Droste Richard, Cai Yifan, Sharma Harshita, Chatelain Pierre, Drukker Lior, Papageorghiou Aris T, Noble J Alison
Department of Engineering Science, University of Oxford, UK.
Nuffield Department of Women's & Reproductive Health, University of Oxford, UK.
Inf Process Med Imaging. 2019 Jun;26:592-604. doi: 10.1007/978-3-030-20351-1_46. Epub 2019 May 22.

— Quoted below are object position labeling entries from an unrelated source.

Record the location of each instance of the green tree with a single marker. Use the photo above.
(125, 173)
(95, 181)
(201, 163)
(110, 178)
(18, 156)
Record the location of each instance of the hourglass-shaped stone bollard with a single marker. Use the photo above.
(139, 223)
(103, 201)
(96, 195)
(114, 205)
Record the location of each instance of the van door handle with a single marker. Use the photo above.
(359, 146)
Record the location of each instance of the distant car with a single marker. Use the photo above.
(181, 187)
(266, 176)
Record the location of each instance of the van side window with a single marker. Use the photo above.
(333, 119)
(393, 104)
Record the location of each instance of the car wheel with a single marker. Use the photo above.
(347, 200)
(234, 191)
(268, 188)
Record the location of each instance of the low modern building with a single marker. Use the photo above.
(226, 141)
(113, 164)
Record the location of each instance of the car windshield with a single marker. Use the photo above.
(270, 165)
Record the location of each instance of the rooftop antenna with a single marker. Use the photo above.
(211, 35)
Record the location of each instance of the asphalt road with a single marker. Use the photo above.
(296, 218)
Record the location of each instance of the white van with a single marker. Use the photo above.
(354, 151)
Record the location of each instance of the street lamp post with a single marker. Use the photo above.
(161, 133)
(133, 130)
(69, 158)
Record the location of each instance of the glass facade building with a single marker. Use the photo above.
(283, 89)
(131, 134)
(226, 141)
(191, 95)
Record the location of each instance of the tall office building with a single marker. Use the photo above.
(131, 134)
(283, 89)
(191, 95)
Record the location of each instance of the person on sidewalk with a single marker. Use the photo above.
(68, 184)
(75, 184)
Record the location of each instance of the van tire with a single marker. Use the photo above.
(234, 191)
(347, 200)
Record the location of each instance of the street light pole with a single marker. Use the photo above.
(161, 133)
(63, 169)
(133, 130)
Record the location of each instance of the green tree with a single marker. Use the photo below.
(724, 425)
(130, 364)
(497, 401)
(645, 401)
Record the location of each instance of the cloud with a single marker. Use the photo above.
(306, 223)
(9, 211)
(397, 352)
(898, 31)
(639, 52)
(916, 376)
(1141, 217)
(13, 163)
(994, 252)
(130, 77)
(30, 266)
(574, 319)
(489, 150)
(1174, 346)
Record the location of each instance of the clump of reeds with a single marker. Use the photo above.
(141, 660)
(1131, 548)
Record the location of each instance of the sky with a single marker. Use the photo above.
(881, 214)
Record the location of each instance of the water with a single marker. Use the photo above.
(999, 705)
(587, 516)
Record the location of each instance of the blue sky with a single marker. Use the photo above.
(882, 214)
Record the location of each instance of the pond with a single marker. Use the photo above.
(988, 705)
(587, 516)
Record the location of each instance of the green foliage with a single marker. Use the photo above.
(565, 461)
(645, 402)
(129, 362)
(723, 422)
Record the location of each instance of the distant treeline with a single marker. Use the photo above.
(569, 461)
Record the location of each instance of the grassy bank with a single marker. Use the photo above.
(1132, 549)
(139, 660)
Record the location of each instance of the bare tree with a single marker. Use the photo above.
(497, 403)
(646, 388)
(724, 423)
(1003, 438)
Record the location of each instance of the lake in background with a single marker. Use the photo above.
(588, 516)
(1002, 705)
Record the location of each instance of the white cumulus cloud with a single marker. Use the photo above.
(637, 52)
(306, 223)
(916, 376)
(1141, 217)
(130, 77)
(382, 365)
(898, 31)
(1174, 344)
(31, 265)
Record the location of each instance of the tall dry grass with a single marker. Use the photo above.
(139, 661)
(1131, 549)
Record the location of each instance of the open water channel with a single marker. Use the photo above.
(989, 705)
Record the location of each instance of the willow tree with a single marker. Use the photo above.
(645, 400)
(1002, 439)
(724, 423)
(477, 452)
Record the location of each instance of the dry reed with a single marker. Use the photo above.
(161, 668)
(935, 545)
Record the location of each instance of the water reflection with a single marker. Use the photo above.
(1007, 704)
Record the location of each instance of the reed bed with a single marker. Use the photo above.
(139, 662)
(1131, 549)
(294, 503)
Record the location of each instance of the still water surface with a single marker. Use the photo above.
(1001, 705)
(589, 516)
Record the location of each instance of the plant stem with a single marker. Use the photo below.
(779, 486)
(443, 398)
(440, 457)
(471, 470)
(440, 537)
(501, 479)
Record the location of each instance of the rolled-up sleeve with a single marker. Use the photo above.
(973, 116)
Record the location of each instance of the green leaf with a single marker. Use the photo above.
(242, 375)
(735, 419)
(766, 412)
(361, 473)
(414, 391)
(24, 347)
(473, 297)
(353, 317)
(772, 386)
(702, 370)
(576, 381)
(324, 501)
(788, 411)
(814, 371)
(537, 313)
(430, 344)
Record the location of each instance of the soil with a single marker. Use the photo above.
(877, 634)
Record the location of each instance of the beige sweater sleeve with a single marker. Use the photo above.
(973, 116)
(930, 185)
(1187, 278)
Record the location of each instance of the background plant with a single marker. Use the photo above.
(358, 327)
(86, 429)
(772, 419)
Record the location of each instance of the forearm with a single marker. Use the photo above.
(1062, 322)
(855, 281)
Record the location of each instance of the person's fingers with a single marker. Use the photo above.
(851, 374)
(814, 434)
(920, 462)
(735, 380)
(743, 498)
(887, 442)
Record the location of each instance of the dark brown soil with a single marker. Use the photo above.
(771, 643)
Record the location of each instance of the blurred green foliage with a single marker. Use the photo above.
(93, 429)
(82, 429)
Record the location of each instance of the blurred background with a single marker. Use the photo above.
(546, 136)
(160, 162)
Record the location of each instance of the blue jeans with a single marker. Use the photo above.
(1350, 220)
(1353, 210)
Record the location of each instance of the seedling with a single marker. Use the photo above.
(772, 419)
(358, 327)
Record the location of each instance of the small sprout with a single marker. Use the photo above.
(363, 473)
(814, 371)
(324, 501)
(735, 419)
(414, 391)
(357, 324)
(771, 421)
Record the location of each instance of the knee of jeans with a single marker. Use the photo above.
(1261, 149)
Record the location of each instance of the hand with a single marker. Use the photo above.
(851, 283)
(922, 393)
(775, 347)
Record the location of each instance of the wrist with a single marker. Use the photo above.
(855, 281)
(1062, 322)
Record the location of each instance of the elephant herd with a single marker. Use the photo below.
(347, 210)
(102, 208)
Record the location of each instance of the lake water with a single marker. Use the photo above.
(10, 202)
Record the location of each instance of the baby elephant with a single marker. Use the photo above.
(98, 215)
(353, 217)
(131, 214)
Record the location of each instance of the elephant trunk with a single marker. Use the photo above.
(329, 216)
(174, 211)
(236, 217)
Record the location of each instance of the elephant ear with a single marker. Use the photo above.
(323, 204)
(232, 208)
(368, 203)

Image representations are commonly learned from class labels, which are a simplistic approximation of human image understanding. In this paper we demonstrate that transferable representations of images can be learned without manual annotations by modeling human visual attention. The basis of our analyses is a unique gaze tracking dataset of sonographers performing routine clinical fetal anomaly screenings. Models of sonographer visual attention are learned by training a convolutional neural network (CNN) to predict gaze on ultrasound video frames through visual saliency prediction or gaze-point regression. We evaluate the transferability of the learned representations to the task of ultrasound standard plane detection in two contexts. Firstly, we perform transfer learning by fine-tuning the CNN with a limited number of labeled standard plane images. We find that fine-tuning the saliency predictor is superior to training from random initialization, with an average F1-score improvement of 9.6% overall and 15.3% for the cardiac planes. Secondly, we train a simple softmax regression on the feature activations of each CNN layer in order to evaluate the representations independently of transfer learning hyper-parameters. We find that the attention models derive strong representations, approaching the precision of a fully-supervised baseline model for all but the last layer.
图像表示通常是从类别标签中学习的,而类别标签是对人类图像理解的一种简单近似。在本文中,我们证明了通过对人类视觉注意力进行建模,可以在无需人工标注的情况下学习图像的可迁移表示。我们分析的基础是一个独特的注视跟踪数据集,该数据集来自进行常规临床胎儿异常筛查的超声医师。通过训练卷积神经网络(CNN)以通过视觉显著性预测或注视点回归来预测超声视频帧上的注视,从而学习超声医师视觉注意力模型。我们在两种情况下评估所学表示对超声标准平面检测任务的可迁移性。首先,我们通过使用有限数量的带标签的标准平面图像对CNN进行微调来执行迁移学习。我们发现,微调显著性预测器优于从随机初始化开始训练,总体平均F1分数提高了9.6%,心脏平面提高了15.3%。其次,我们在每个CNN层的特征激活上训练一个简单的softmax回归,以便独立于迁移学习超参数来评估这些表示。我们发现注意力模型能够得出强大的表示,除最后一层外,所有层的精度都接近完全监督基线模型。